Per il momento il delisting e la fusione delle due realtà non sono all’ordine del giorno: se ne parlerà tra qualche settimana. Secondo fonti vicine al dossier, però, l’ossatura del piano è già definita. Sotto Mediobanca resteranno tutte le attività dell’investment banking con l’obiettivo di valorizzare le competenze sviluppate nel gruppo, al suo interno dovrebbero confluire anche i servizi di Mps Capital Service. Le sinergie più forti, tuttavia, potrebbero arrivare dal wealth management con l’integrazione di Mediobanca Premier e Widiba sfruttando la capacità delle due piattaforme di penetrare sul mercato. In questo contesto sarà mantenuta la distinzione tra la clientela tradizionale e quella “affluent” che farà riferimento a Mediobanca Private e Mps Private: anche in questo casi i marchi dovrebbero venire salvaguardati. Con Compass, la società di credito al consumo, verrà rafforzata la partnership. Ancora da definire il destino della quota in Generali: potrebbe essere trasferita interamente al Monte, ma dipenderà anche dagli aspetti contabili e regolatori.
Melzi d’Eril avrà il compito di traghettare Mediobanca verso la sua nuova dimensione. Una missione durante la quale gli saranno utili gli insegnamenti appresi da Claudio Sposito ai tempi di Clessidra dove è stato Investment director. In Anima, invece, ha imparato a unire le squadre che venivano da realtà a culture diverse, come successo con le acquisioni di Castello e Kairos.
Oggi, intanto, è in programma il cda di Mps per varare la lista dei candidati che andranno a comporre il prossimo board di Mediobanca.

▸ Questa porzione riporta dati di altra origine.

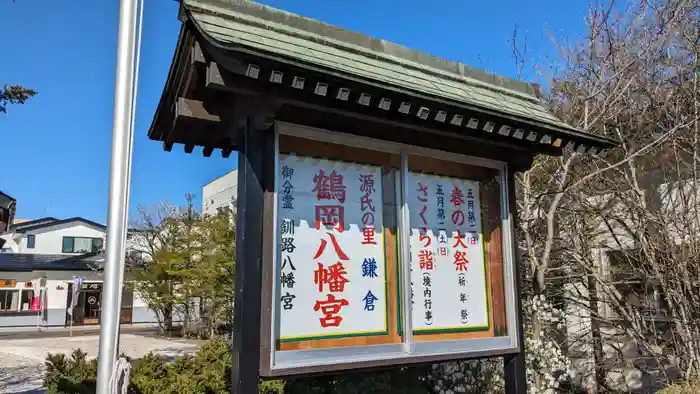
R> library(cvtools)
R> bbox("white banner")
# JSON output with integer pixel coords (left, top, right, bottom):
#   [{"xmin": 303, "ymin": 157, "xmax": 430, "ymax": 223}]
[
  {"xmin": 275, "ymin": 155, "xmax": 387, "ymax": 341},
  {"xmin": 407, "ymin": 172, "xmax": 489, "ymax": 333}
]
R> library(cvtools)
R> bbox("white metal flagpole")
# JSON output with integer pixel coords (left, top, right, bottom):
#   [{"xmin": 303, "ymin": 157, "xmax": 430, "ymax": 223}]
[{"xmin": 97, "ymin": 0, "xmax": 137, "ymax": 394}]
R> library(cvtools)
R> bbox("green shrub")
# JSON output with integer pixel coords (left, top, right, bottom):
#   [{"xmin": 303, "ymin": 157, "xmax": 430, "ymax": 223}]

Oltre a Grilli e Melzi d’Eril dovrebbe essere confermato Sandro Panizza, l’unico dei consiglieri di Piazzetta Cuccia a non essersi dimesso.
Nel frattempo, alla luce del successo dell’Opas di Mps, Moody’s ha abbassato rating di Mediobanca al livello di quello della controllante (Ba1) che è stato invece confermato tenendo conto dei vantaggi di scala derivanti dalla creazione del terzo gruppo bancario italiano. A Piazzetta Cuccia la mossa non è piaciuta: secondo l’istituto milanese la sua l’affidabilità creditizia è migliore di quella assegnata da Moody’s.
Sempre ieri, intanto, i ribassisti che erano arrivati a scommettere oltre un miliardo di euro contro il Monte hanno chiuso tutte le proprie posizioni corte su Siena.
Contestualmente, Generali ha chiuso l’acquisizione del 77% di Mgg Investment, operazione annunciata a gennaio attraverso la controllata Conning. Per la società statunitense, attiva credito privato diretto con oltre 6,5 miliardi di dollari di attività gestite ha pagato 320 milioni con un ulteriore impegno monetario legato al raggiungimento di determinati traguardi operativi.